I started watching the traffic through the gap in the curtains. Our town was so small that I knew by the numbers on the sides buses what neighborhood the kids were from, and, therefore, the identity of most of the kids on the bus. I recognized most of the cars that went by in between the buses, and knew both the drivers and, by association, their passengers as well. The first-day-of-school excitement and anxiety seemed to permeate the very atmosphere. I could feel it even from my vantage point behind the sheer curtains. It belonged to all those kids going back to school. I didn't feel it, for the first time in thirteen of my eighteen years.

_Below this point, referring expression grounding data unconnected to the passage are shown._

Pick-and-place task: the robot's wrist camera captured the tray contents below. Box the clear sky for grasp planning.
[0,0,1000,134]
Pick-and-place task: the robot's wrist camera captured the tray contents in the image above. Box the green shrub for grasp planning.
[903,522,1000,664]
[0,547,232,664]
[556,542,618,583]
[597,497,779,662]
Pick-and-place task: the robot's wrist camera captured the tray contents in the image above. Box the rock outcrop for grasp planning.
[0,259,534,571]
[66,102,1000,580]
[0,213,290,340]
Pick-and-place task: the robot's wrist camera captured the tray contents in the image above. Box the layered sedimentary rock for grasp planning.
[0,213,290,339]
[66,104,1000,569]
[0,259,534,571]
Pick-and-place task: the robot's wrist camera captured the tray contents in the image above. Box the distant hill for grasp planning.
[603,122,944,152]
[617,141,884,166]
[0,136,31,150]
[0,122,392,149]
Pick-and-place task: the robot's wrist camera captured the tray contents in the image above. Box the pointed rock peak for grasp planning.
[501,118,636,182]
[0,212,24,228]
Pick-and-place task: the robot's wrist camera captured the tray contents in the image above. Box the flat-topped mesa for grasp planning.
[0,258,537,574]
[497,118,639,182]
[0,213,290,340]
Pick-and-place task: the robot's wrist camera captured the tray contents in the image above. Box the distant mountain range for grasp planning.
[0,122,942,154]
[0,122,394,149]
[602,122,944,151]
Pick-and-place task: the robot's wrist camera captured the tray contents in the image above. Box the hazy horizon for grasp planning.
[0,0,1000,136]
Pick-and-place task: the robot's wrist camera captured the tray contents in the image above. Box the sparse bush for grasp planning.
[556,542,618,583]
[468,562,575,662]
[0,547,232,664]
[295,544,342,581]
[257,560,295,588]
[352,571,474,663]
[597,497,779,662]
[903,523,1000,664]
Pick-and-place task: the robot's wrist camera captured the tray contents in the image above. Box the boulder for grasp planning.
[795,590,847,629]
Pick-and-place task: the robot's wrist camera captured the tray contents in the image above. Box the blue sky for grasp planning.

I continued to sit there drinking coffee ... because I had no place to go. I had nothing to do. I didn't belong to a school community for the first time in my life. I had no homeroom, no most-hated-teacher, no band practice to bitch about, no pep-rallys or yearbook meetings. I just sat there and sipped my coffee while the awful reality of being "out of school" slowly dawned on me for the first time. As one of the weird kids who actually loved school, not having a school to belong to came as an almost physical blow.
The first day of school in 1973 was, in many ways, more of a watershed day for me than graduation had been.
Fortunately for me, there was another first day of school waiting for me a couple of weeks later: the first day of the magnificent adventure that was college! (But that's a completelly different story.)